Secara sosiologis, konflik diartikan
sebagai suatu proses sosial antara dua orang atau lebih (atau juga kelompok)
yang berusaha menyingkirkan pihak lain dengan cara menghancurkan atau
membuatnya tidak berdaya. Konflik termasuk juga interaksi sosial yang bersifat
disosiatif. Sebagai bahan memperluas pengetahuan kita tentang konflik sosial,
berikut akan dipaparkan pendapat beberapa ahli mengenai istilah tersebut.
Soerjono Soekanto, menyebut konflik
sebagai suatu proses sosial individu atau kelompok yang berusaha memenuhi
tujuannya dengan jalan menantang pihak lawan, yang disertai dengan ancaman dan
atau kekerasan.
Lewis A. Coser, berpendapat bahwa
konflik adalah sebuah perjuangan mengenai nilai atau tuntutan atas status,
kekuasaan, dan sumber daya yang bersifat langka dengan maksud menetralkan,
mencederai, atau melenyapkan lawan.
John Lewis Gillin dan John Philip
Gillin, melihat konflik sebagai bagian dari proses interaksi sosial manusia
yang saling berlawanan (oppositional process). Artinya, konflik adalah bagian
dari sebuah proses interaksi sosial yang terjadi karena adanya
perbedaan-perbedaan fisik, emosi, kebudayaan, dan perilaku.
Ralf Dahrendorf, melihat konflik
sosial sebagai polarisasi kekuasaan dan wewenang yang tidak seimbang
(imperative coordinated associations), sehingga mengakibatkan perbedaan
kepentingan antara mereka yang berkuasa dan memiliki wewenang dengan mereka
yang dikuasai atau tidak memiliki kekuasaan dan wewenang di dalam masyarakat.
De Moor, dalam suatu sistem sosial
dapat dikatakan terdapat konflik apabila para penghuni sistem tersebut
membiarkan dirinya dibimbing oleh tujuan-tujuan atau nilai-nilai yang
bertentangan dan terjadi secara besar-besaran.

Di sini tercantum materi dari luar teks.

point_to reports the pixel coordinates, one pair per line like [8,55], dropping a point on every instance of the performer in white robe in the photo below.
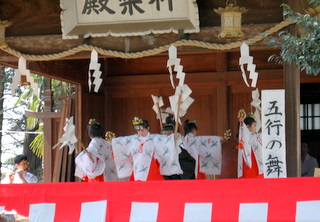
[97,164]
[168,130]
[250,159]
[21,175]
[205,150]
[137,154]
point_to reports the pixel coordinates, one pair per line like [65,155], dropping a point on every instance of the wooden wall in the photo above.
[214,78]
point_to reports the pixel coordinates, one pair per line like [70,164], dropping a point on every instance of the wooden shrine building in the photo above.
[134,67]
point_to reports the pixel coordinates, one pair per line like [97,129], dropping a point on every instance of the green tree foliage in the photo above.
[304,49]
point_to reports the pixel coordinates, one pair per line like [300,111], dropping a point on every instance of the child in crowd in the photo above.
[97,163]
[147,156]
[201,155]
[21,175]
[250,161]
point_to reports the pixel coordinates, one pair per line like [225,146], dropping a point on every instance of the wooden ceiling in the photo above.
[42,17]
[36,28]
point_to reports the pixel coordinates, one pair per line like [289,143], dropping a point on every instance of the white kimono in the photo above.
[29,178]
[101,151]
[251,142]
[208,148]
[134,154]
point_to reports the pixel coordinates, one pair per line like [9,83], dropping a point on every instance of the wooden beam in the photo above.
[42,115]
[292,99]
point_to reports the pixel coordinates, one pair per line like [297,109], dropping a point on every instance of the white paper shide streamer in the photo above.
[246,59]
[68,138]
[157,104]
[94,72]
[181,98]
[256,102]
[23,71]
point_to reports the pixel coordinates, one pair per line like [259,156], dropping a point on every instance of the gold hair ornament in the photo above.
[137,121]
[109,135]
[227,134]
[242,113]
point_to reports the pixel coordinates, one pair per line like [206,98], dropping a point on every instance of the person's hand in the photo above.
[11,177]
[21,173]
[89,154]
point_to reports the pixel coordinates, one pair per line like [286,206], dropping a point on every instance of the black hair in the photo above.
[145,124]
[170,124]
[249,120]
[189,127]
[20,158]
[95,130]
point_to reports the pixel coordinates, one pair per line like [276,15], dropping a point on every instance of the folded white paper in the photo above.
[247,59]
[94,67]
[22,70]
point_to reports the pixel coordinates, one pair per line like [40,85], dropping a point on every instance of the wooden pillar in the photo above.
[47,129]
[292,98]
[221,95]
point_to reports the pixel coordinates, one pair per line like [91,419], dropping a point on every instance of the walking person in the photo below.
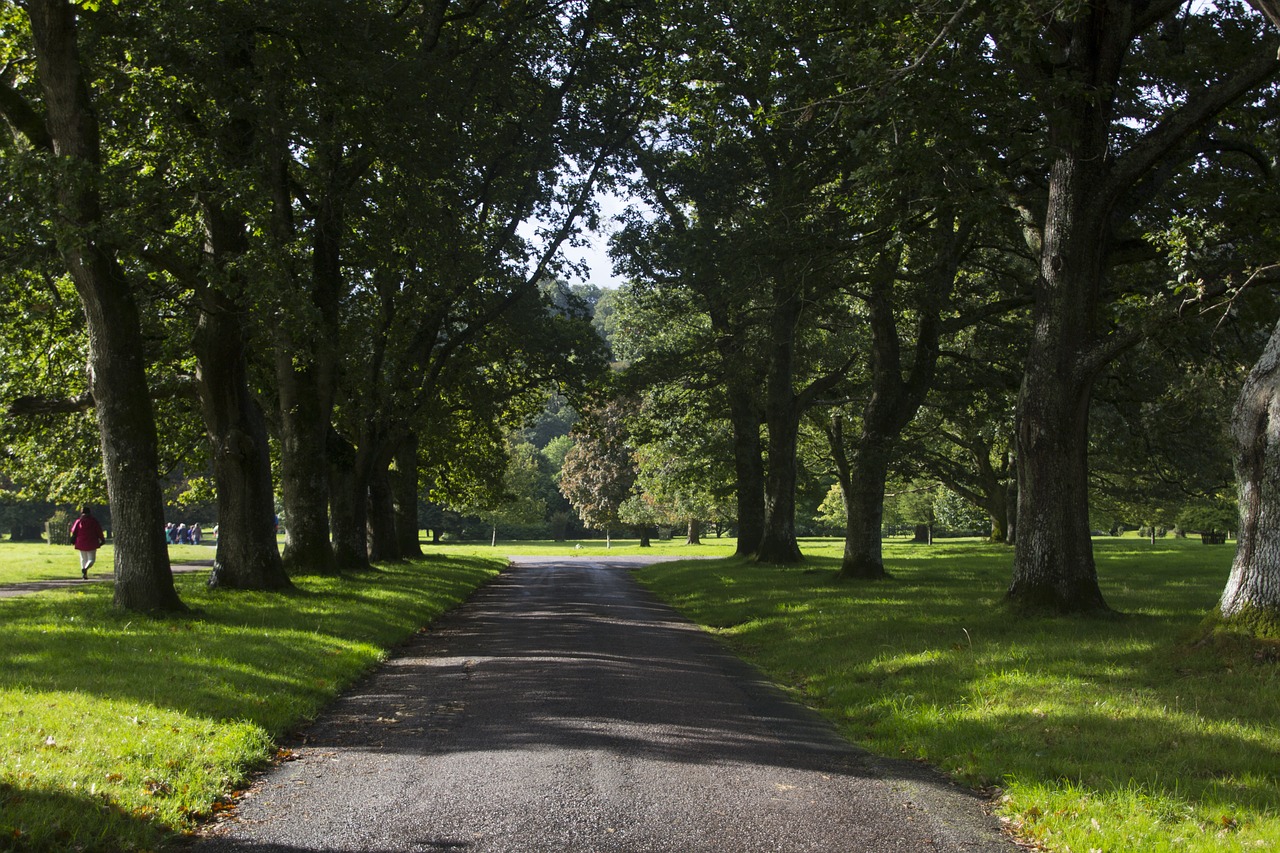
[87,537]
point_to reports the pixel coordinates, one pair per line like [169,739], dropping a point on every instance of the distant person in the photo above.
[87,537]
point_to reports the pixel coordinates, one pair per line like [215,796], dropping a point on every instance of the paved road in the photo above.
[563,708]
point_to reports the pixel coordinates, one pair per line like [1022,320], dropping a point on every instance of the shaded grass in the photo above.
[118,730]
[23,561]
[1104,734]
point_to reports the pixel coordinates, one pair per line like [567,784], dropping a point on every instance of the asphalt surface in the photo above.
[565,708]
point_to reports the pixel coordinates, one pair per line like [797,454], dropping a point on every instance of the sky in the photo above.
[597,252]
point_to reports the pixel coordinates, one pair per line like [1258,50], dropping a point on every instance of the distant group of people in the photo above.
[182,533]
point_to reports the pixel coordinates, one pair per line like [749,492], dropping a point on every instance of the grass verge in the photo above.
[1102,734]
[118,731]
[23,561]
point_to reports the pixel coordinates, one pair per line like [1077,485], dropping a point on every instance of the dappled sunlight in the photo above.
[1086,711]
[178,708]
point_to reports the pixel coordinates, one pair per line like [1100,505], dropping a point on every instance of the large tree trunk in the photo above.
[382,516]
[782,416]
[1054,555]
[405,495]
[305,370]
[247,555]
[694,532]
[749,471]
[304,468]
[1252,594]
[863,487]
[117,373]
[348,501]
[894,398]
[1091,186]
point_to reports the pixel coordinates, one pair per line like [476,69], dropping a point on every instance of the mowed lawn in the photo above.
[120,731]
[1130,733]
[23,561]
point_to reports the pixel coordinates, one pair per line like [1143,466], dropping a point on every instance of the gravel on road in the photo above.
[565,708]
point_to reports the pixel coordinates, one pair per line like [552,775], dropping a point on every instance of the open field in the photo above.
[1130,733]
[117,730]
[1100,734]
[22,561]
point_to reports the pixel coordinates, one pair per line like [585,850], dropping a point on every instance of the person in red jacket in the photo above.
[87,537]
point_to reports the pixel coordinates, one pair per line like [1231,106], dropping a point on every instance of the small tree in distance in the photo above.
[599,470]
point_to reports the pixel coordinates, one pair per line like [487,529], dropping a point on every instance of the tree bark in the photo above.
[1252,593]
[305,370]
[117,374]
[382,516]
[1089,185]
[782,416]
[694,534]
[748,469]
[862,482]
[247,555]
[405,495]
[304,418]
[348,502]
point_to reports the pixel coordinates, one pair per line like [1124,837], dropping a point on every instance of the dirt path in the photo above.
[563,708]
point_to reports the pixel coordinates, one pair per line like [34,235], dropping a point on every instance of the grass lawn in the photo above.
[22,561]
[675,547]
[1101,734]
[118,730]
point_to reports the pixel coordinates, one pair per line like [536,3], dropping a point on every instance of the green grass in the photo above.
[675,547]
[1132,733]
[23,561]
[119,730]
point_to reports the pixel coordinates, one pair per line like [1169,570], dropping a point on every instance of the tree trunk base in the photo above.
[1080,597]
[784,553]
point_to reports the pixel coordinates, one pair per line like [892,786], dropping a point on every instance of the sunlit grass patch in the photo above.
[1164,742]
[26,561]
[117,730]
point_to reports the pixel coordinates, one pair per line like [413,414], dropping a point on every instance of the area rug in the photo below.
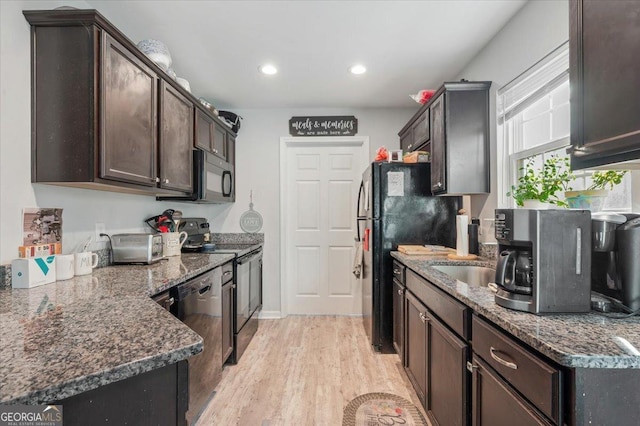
[373,409]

Robert M. Z. Lawang, konflik merupakan
sebuah perjuangan untuk memperoleh hal-hal yang langka seperti nilai, status,
kekuasaan dan sebagainya. Tujuan dari mereka yang berkonflik itu tidak hanya
untuk memperoleh kemenangan, tetapi juga untuk menundukkan pesaingnya
(lawannya).
Robbins, konflik dimaknai sebagai
suatu proses yang mulai bila satu pihak merasakan bahwa pihak lain telah
mempengaruhi secara negatif, atau akan segera mempengaruhi secara negatif,
sesuatu yang diperhatikan oleh pihak pertama. Suatu ketidakcocokan belum bisa
dikatakan sebagai suatu konflik bilamana salah satu pihak tidak memahami adanya
ketidakcocokan tersebut.
Fisher, berpendapat bahwa tidak satu
masyarakat pun yang tidak pernah mengalami konflik antar anggotanya atau dengan
kelompok masyarakat lainnya, konflik hanya akan hilang bersamaan dengan
hilangnya masyarakat itu sendiri. Konflik bisa terjadi karena hubungan antara
dua pihak atau lebih (individu atau kelompok) yang memiliki atau merasa
memiliki tujuan-tujuan yang tidak sejalan.
White & Bednar, konflik sosial
adalah suatu interaksi antara orang-orang atau kelompok yang saling bergantung
merasakan adanya tujuan yang saling bertentangan dan saling mengganggu satu
sama lain dalam mencapai tujuan itu.
Cassel Concise, mengemukakan bahwa
konflik sebagai “a fight, a collision; a struggle, a contest; opposition of
interest, opinion or purposes; mental strife, agony”. Pengertian tersebut
memberikan penjelasan bahwa konflik adalah suatu pertarungan, suatu benturan;
suatu pergulatan; pertentangan kepentingan, opini-opini atau tujuan-tujuan;
pergulatan mental, penderitaan batin.
Wexley &Yukl, konflik juga
merupakan perselisihan atau perjuangan di antara dua pihak (two parties) yang
ditandai dengan menunjukkan permusuhan secara terbuka dan atau mengganggu
dengan sengaja pencapaian tujuan pihak yang menjadi lawannya.
Clinton, konflik adalah relasi-relasi
psikologis yang antagonis, berkaitan dengan tujuantujuan yang tak bisa
dipertemukan, sikap-sikap emosional yang bermusuhan, dan strukturstruktur nilai
yang berbeda. Konflik juga merupakan suatu interaksi yang antagonis mencakup
tingkah laku lahiriah yang tampak jelas mulai dari bentuk perlawanan halus,
terkontrol, tersembunyi, tak langsung, sampai pada bentuk perlawanan terbuka.